Di kali lain Pak Baswedan meminta diantarkan ke rumah Wakil Presiden Adam Malik di Jalan Diponegoro Menteng. Karena lokasinya agak jauh dari stasion KA Gambir maka kami berdua menyewa Helicak yang sopirnya duduk di belakang penumpang. Di tengah perjalanan Pak Baswedan bercerita ia ditelepon Adam Malik agar menerima hadiah dari pemerintah. ”Nanti kalau hadiahnya besar tolong dibantu bawanya ya?” Dan penulis pun menyanggupi. Dan ketika penyerahan hadiah dilakukan di depan rumah Adam Malik,  diumumkan hadiah itu diberikan ke Pak Baswedan karena jasanya ikut mendirikan Kantor Berita ANTARA. Dan tatkala hadiah itu diberikan ternyata memang besar sekali yakni berupa mobil merk Impala buatan USA tahun 1961, tapi kondisinya baru. 

Penulis pun mengenang Pak Baswedan tatkala ia sakit dan fisiknya makin ringkih pada 1986, penulis acapkali menengoknya di RS Islam Cempaka Putih, dan akhirnya wafat dan jenazahnya dibawa ke rumah putranya dr. Samhari di Kalimalang, Jakarta Timur dan esok harinya di shalatkan di Masjid Agung Al-Azhar, Kebayoran Baru dan dimakamkan di Tanah Kusir.

Mengenang Pak Baswedan, kakek Anies teringat tak bosan-bosan ia bercerita ia memprakarsai pendirian Partai Arab Indonesia yang mendukung Sumpah Pemuda pada 1928, dan mendukung cita-cita kemerdekaan bangsa Indonesia. Dan surprised tepat pada Hari Sumpah Pemuda 28 Oktober 2017, usai shalat Subuh handphone penulis berbunyi, rupanya WA (WhatsApp) dari Anies Baswedan, pak Gubernur, rupanya ia mengirim artikel yang banyak membicarakan peranan kakeknya yang berjudul: "Sumpah Pemuda Keturunan Arab 1934 Puncak Pencarian Identitas" yang dimuat BBC News.

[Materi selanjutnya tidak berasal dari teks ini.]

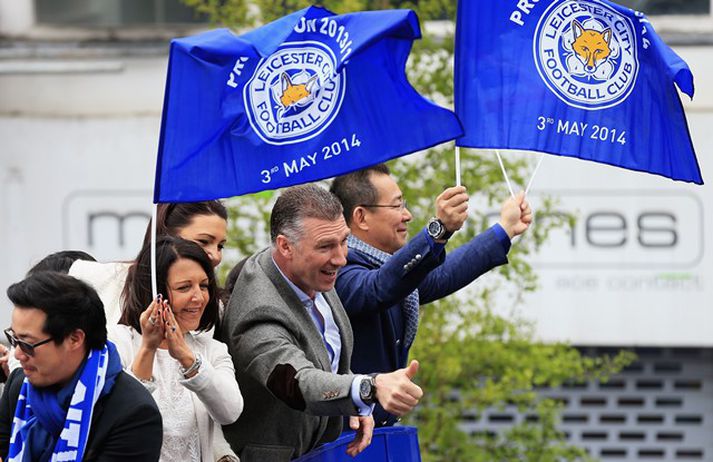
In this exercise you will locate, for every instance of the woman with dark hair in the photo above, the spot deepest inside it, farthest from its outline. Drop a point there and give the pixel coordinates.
(205, 223)
(190, 376)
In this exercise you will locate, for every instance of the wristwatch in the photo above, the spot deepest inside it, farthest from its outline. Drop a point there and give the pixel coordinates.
(367, 389)
(437, 230)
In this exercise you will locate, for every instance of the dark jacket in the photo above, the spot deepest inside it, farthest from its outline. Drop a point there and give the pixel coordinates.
(126, 423)
(372, 295)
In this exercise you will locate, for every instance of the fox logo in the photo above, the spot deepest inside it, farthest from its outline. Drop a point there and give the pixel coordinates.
(296, 94)
(590, 46)
(587, 55)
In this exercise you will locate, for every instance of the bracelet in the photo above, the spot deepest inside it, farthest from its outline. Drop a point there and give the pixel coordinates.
(188, 373)
(145, 381)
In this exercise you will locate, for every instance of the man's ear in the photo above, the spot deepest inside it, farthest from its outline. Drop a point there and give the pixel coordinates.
(76, 339)
(359, 219)
(283, 246)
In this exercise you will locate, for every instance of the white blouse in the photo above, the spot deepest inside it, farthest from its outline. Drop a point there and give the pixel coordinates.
(210, 398)
(180, 435)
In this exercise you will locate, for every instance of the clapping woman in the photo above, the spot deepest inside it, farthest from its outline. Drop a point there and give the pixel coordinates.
(190, 376)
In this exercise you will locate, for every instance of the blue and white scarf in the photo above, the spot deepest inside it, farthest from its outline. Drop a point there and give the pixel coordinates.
(410, 305)
(41, 420)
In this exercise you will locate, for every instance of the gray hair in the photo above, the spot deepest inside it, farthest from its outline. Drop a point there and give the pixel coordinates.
(300, 202)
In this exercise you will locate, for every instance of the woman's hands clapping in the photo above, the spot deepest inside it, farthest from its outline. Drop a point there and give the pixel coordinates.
(175, 341)
(152, 325)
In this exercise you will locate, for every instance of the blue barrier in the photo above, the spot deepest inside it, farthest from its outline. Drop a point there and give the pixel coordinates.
(389, 444)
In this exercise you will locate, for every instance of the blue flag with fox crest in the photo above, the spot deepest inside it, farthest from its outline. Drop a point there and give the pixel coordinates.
(309, 96)
(585, 78)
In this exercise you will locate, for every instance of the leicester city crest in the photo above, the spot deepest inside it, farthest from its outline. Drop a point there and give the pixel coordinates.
(586, 53)
(295, 93)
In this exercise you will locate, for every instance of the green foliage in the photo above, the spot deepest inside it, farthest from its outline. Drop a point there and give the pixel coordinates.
(473, 356)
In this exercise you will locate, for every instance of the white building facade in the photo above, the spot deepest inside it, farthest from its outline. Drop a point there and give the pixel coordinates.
(81, 90)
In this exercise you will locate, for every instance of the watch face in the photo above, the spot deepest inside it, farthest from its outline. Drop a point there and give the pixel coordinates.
(434, 228)
(365, 388)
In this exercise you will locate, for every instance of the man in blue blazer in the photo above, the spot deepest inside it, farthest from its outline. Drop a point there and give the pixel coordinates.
(388, 277)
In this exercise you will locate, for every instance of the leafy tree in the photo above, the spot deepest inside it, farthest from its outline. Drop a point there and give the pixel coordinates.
(473, 356)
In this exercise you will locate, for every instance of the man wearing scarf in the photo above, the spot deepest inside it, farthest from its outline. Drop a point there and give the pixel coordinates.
(70, 400)
(388, 277)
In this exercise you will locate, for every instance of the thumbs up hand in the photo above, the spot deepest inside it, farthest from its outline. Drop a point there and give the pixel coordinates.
(395, 391)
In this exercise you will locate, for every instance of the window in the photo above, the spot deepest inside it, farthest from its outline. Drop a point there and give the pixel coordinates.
(669, 7)
(114, 13)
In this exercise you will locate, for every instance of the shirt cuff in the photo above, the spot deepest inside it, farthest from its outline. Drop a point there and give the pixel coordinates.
(363, 409)
(436, 247)
(502, 236)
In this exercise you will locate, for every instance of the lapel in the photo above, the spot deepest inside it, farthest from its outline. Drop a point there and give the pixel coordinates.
(295, 307)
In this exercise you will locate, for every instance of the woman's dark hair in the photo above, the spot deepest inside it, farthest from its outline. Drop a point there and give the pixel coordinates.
(137, 294)
(60, 261)
(69, 304)
(171, 217)
(230, 281)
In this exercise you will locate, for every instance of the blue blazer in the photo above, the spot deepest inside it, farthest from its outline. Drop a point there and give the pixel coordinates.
(372, 295)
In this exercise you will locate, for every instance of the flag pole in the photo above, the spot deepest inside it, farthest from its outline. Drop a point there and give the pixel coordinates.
(542, 156)
(154, 285)
(457, 165)
(505, 173)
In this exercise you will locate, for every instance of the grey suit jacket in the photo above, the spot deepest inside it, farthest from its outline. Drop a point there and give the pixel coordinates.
(293, 402)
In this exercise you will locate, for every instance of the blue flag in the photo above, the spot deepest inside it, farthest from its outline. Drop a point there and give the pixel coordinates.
(306, 97)
(586, 78)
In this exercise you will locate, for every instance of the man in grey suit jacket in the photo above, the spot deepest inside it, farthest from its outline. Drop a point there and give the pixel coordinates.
(291, 340)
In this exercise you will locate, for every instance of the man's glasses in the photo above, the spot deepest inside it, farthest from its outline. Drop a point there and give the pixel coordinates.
(27, 348)
(403, 205)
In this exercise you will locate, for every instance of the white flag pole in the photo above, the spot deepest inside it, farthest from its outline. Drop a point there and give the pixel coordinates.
(542, 156)
(154, 285)
(457, 165)
(505, 173)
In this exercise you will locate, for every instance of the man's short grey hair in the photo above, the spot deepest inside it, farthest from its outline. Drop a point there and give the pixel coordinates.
(300, 202)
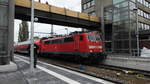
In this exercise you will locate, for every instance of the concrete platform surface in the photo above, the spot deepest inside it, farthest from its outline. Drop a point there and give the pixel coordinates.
(139, 63)
(8, 68)
(45, 74)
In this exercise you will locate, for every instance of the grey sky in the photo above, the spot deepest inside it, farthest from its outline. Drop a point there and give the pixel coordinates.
(69, 4)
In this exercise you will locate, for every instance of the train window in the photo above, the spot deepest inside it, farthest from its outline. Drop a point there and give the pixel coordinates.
(91, 37)
(68, 39)
(98, 38)
(46, 42)
(81, 38)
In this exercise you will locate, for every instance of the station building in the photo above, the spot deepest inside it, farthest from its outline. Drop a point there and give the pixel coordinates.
(122, 21)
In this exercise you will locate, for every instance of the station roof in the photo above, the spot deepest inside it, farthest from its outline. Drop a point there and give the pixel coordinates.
(55, 15)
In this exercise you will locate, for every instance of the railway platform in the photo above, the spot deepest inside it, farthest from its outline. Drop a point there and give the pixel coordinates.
(45, 74)
(139, 63)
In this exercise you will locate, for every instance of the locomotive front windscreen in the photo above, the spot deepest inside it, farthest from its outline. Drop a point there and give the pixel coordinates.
(94, 38)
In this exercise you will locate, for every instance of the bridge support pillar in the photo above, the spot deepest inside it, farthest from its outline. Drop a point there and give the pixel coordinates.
(6, 33)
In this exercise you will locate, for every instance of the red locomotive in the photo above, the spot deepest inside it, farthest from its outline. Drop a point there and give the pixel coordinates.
(77, 45)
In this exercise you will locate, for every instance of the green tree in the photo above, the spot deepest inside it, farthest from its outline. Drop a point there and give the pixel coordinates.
(23, 31)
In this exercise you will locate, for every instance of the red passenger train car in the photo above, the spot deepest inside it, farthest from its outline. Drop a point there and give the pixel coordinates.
(78, 45)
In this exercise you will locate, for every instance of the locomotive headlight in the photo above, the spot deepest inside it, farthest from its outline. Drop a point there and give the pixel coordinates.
(91, 47)
(91, 51)
(100, 47)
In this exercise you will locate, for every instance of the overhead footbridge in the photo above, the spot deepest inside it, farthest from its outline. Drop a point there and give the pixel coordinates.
(55, 15)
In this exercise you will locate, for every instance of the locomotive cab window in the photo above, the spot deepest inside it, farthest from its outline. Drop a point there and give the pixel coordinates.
(81, 38)
(91, 38)
(46, 42)
(94, 38)
(68, 39)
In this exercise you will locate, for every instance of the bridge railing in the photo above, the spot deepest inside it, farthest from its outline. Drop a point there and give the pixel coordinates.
(57, 10)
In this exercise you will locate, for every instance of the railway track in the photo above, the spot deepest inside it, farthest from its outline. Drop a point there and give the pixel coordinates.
(114, 74)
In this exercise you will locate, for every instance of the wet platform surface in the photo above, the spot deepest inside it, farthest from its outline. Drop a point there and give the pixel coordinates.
(45, 74)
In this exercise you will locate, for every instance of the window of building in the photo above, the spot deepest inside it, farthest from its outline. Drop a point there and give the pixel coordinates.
(146, 3)
(92, 2)
(81, 38)
(3, 15)
(1, 1)
(92, 13)
(68, 39)
(88, 5)
(84, 6)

WA dari Pak Gubernur Anies ini penulis balas dengan mengirimkan foto kenangan saat penulis bersama pak Baswedan ngobrol di kursi panjang pada 1980-an sambil menceritakan riwayat pernah acapkali mendengar Pak Baswedan bercerita pada momentum Sumpah Pemuda. Seperti ditulis oleh Jaya Suprana, ia meyakini Gubernur Anies jiwa nasionalnya sangat kental sebagaimana kakeknya. 

Buat penulis yang mengenal kakek Anies Baswedan, kini cucunya mengemban tugas berat sebagai gubernur ibukota negeri raksasa Indonesia, dan penulis yakin haqqul yakin Anies mampu mengembannya dengan baik. Dengan tahniah dan ungkapan ‘Menghayubagyo’ ini kami berdoa Anies-Sandi: bisa bukan sekadar ungkapan bisa namun ternyata tidak bisa! Semoga!